Regarding cancer-specific symptom scales, patients with brain metastases reported improvements in fatigue (-8.19; 95% CI, -15.40 to -0.98; P =.0268) and appetite loss (-7.43; 95% CI, -14.48 to -0.38; P =.0393) with cemiplimab compared with chemotherapy.
Safety
Treatment-emergent adverse events (TEAEs) were reported in 97.1% of patients with brain metastases treated in both arms, while grade ≥3 TEAEs occurred in 35.3% of patients in the cemiplimab arm vs 60.0% in the chemotherapy arm. The most common grade ≥3 TEAEs in the cemiplimab arm were anemia, hypertension, and pulmonary embolism (5.9% each). In the chemotherapy arm, they were anemia (17.1%), decreased neutrophil count, and pneumonia (both 14.3%).
In patients without brain metastases, TEAEs were reported in 92.0% and 95.4% of patients in the cemiplimab and chemotherapy arms, respectively, with grade ≥3 TEAEs occurring in 47.0% and 47.5% of patients, respectively. Here, the most common grade ≥3 TEAE in the cemiplimab arm was pneumonia (6.0%) and anemia (17.6%) in the chemotherapy arm.
Patient Characteristics
Adult patients with histologically or cytologically confirmed squamous or nonsquamous stage IIIB/IIIC NSCLC who were not candidates for concurrent chemoradiation were enrolled in EMPOWER-Lung 1. Additionally, patients with untreated stage IV disease were also eligible. Patients were randomly assigned 1:1 to receive 350 mg of cemiplimab (n = 284) every 3 weeks for up 108 cycles or investigator’s choice of platinum doublet chemotherapy (n = 281) for 4 to 6 cycles.
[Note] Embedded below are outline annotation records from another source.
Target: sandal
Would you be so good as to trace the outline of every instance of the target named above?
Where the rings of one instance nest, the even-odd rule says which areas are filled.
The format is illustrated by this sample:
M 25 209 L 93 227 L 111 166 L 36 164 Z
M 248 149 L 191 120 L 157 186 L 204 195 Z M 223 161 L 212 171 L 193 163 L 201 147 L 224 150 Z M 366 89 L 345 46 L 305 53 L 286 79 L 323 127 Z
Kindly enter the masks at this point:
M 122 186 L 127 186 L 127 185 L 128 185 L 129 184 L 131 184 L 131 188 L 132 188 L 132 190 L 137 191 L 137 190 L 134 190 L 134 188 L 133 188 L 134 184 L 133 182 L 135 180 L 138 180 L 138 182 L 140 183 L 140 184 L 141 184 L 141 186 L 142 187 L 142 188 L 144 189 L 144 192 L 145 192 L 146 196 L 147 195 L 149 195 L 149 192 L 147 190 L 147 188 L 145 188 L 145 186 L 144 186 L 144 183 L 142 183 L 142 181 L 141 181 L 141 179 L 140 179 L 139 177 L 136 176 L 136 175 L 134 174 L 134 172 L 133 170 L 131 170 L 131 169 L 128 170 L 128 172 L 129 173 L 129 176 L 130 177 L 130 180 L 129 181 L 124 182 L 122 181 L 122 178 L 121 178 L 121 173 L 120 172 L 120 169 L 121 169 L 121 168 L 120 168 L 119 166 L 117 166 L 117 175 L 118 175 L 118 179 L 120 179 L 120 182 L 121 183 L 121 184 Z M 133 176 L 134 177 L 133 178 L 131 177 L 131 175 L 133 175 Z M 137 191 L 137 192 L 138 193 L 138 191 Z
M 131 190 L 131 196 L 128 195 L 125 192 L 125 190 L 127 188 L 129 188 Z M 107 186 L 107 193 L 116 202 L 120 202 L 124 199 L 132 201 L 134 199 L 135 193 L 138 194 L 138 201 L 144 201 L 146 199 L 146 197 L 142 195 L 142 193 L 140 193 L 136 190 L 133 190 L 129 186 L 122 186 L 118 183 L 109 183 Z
Crossover from the chemotherapy arm to the cemiplimab arm was allowed following disease progression.
The median age in patients with brain metastases was 60.0 (range, 45.0-76.0) in the cemiplimab arm vs 62.0 (48.0-77.0) in the chemotherapy arm. Thirty-three and 29% of patients were male, and 29.4% and 17.1% had an ECOG performance status of 0 in the cemiplimab and chemotherapy arms, respectively. In the cemiplimab arm, 20.6% of patients with brain metastases were current smokes and 79.4% were past smokers compared with 34.3% and 65.7% in the chemotherapy arm, respectively.